In the snack room, as I was wrapping up my post-donation snack, she poked her head in and said, “Uh…I forgot to get your iron sample.” (I’m in an iron study at NIH and they have to withdraw a sample every time I donate blood.) So I had to go back into the chair, and this time she wanted to get the sample from my other arm, which has, like, no veins in it. I didn’t think she’d have any success, but to her credit, she did manage to find a very small, buried vein and managed to pull a small sample from it, and this time she did it without spurting the blood everywhere. Yeah! But it means that I had to show up at work with both arms bandaged, which made people gape at me. I simply shoved them aside and headed straight for the pile of unbelievably delicious chocolate my boss just brought back from Prague.

Over the long holiday weekend I did some freelancing, spent lots of time vegging on the couch with Netflix DVDs (the best of the lot: Pan’s Labyrinth) and my Lost DVDs, and spent Saturday at Marjorie Merriweather Post’s Hillwood Museum and Gardens in DC with Mom and Bill (photos here). It was kind of a bitch to find, and the parking situation made no sense, but nonetheless, everything was so beautiful—I barely even minded the outrageous heat (thank god I thought to slather SPF 50 sunblock on my face and arms in advance; I would’ve been roasted alive without it).

I was really pleased to learn that Post had a huge interest in collecting Russian art. A Russian dacha was even built in her gardens! Her mansion had a huge portrait of Catherine the Great hanging in her stairwell and rooms specifically devoted to Russian icons, Russian liturgical items, and Russian porcelain. Many of these things were sold to her by the Soviet government so they could raise funds for industrialization. Basically—no shocker here, to be honest—they pillaged the Russian people’s past in order to fund their future. The items in question really ought to be given back to Russia, for display in museums and churches.
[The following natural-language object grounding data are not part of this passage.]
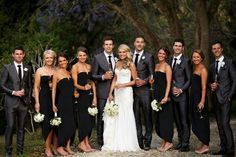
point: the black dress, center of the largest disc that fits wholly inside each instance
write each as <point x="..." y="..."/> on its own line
<point x="85" y="121"/>
<point x="164" y="117"/>
<point x="45" y="101"/>
<point x="65" y="101"/>
<point x="200" y="120"/>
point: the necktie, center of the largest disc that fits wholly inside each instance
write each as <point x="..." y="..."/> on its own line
<point x="110" y="63"/>
<point x="175" y="59"/>
<point x="217" y="62"/>
<point x="136" y="59"/>
<point x="19" y="72"/>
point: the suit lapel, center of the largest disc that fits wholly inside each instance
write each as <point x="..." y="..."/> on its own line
<point x="25" y="71"/>
<point x="13" y="71"/>
<point x="221" y="66"/>
<point x="140" y="62"/>
<point x="104" y="63"/>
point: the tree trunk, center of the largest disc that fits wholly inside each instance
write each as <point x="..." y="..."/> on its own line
<point x="168" y="9"/>
<point x="202" y="29"/>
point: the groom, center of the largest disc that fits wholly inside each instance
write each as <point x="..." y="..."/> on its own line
<point x="102" y="72"/>
<point x="181" y="77"/>
<point x="223" y="83"/>
<point x="144" y="63"/>
<point x="16" y="84"/>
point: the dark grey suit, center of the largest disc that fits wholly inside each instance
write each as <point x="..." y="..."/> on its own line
<point x="142" y="99"/>
<point x="15" y="107"/>
<point x="99" y="67"/>
<point x="221" y="99"/>
<point x="181" y="78"/>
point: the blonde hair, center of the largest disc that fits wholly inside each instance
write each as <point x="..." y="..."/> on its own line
<point x="50" y="52"/>
<point x="129" y="59"/>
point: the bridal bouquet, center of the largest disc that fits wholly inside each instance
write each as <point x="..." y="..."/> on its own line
<point x="56" y="121"/>
<point x="92" y="110"/>
<point x="38" y="117"/>
<point x="156" y="106"/>
<point x="111" y="109"/>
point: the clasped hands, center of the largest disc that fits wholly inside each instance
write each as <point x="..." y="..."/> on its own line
<point x="108" y="75"/>
<point x="139" y="82"/>
<point x="214" y="86"/>
<point x="176" y="91"/>
<point x="19" y="93"/>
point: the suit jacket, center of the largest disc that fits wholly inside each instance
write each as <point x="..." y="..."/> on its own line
<point x="181" y="77"/>
<point x="99" y="67"/>
<point x="145" y="68"/>
<point x="226" y="79"/>
<point x="10" y="82"/>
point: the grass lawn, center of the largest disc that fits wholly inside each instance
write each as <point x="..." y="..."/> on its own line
<point x="34" y="146"/>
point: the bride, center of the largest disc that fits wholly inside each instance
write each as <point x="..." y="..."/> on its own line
<point x="120" y="131"/>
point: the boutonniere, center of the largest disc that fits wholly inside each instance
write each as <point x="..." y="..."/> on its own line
<point x="222" y="64"/>
<point x="25" y="69"/>
<point x="178" y="61"/>
<point x="116" y="59"/>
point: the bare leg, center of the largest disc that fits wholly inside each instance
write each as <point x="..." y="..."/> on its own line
<point x="68" y="149"/>
<point x="203" y="149"/>
<point x="48" y="150"/>
<point x="55" y="144"/>
<point x="82" y="146"/>
<point x="88" y="144"/>
<point x="61" y="151"/>
<point x="167" y="146"/>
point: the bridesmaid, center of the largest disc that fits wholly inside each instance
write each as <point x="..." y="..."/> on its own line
<point x="62" y="103"/>
<point x="162" y="84"/>
<point x="81" y="74"/>
<point x="43" y="97"/>
<point x="200" y="120"/>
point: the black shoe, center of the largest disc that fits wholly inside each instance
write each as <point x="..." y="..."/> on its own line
<point x="184" y="149"/>
<point x="231" y="154"/>
<point x="141" y="146"/>
<point x="147" y="148"/>
<point x="8" y="155"/>
<point x="221" y="152"/>
<point x="178" y="146"/>
<point x="19" y="153"/>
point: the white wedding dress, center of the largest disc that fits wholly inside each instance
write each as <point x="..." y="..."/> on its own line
<point x="120" y="131"/>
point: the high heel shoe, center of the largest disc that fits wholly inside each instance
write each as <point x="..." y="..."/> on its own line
<point x="62" y="152"/>
<point x="203" y="151"/>
<point x="83" y="150"/>
<point x="48" y="153"/>
<point x="70" y="152"/>
<point x="54" y="150"/>
<point x="168" y="147"/>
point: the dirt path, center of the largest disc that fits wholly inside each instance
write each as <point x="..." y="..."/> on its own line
<point x="194" y="143"/>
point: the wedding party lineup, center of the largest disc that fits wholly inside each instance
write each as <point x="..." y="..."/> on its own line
<point x="123" y="95"/>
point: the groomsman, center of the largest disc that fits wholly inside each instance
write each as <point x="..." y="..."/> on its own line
<point x="144" y="63"/>
<point x="102" y="72"/>
<point x="223" y="84"/>
<point x="179" y="94"/>
<point x="16" y="83"/>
With all the beautiful Russian artworks around me, I almost felt like I was back in St. Petersburg—especially since a bus loaded with Russian tourists was there at the same as us, and so everyone around me was chattering in Russian. Considering my Russian skills are limited to saying thank you, good-bye, train station, yes, no, lamp, cat, aunt, and raspberry, conversing with any of these folks wasn’t really an option.

After touring the gardens (including a pet cemetery!) and the mansion we hit the gift shop, which sold a wealth of beautiful Russian treasures that were wildly overpriced.

Afterwards we went to dinner at the Indonesian place in Wheaton that has a ginormous vegetarian menu. I ate curried vegetarian shrimp and banana fritters until I nearly barfed. Now that’s what I call a Saturday night.



song heard most recently before posting:
Overture, Suite No. 2 in B minor—JS Bach

1 comment:

Anonymous said...

Like you said, 33 sucks, but then again you could be dead. Just remember that 33 was OLD for our ancestors...if you were a Cro-magnon chick, you would probably have had 5 or 6 kids by now and if you managed to avoid being trampled, gored or dieing of starvation or exposure, then you get to die at a ripe old age of 32 and hope that your family gives you a decent burial instead of leaving you on a hillside for the scavengers.

So Happy Birthday and be thankful for refrigerators, soap and clothing that you dont have to kill first.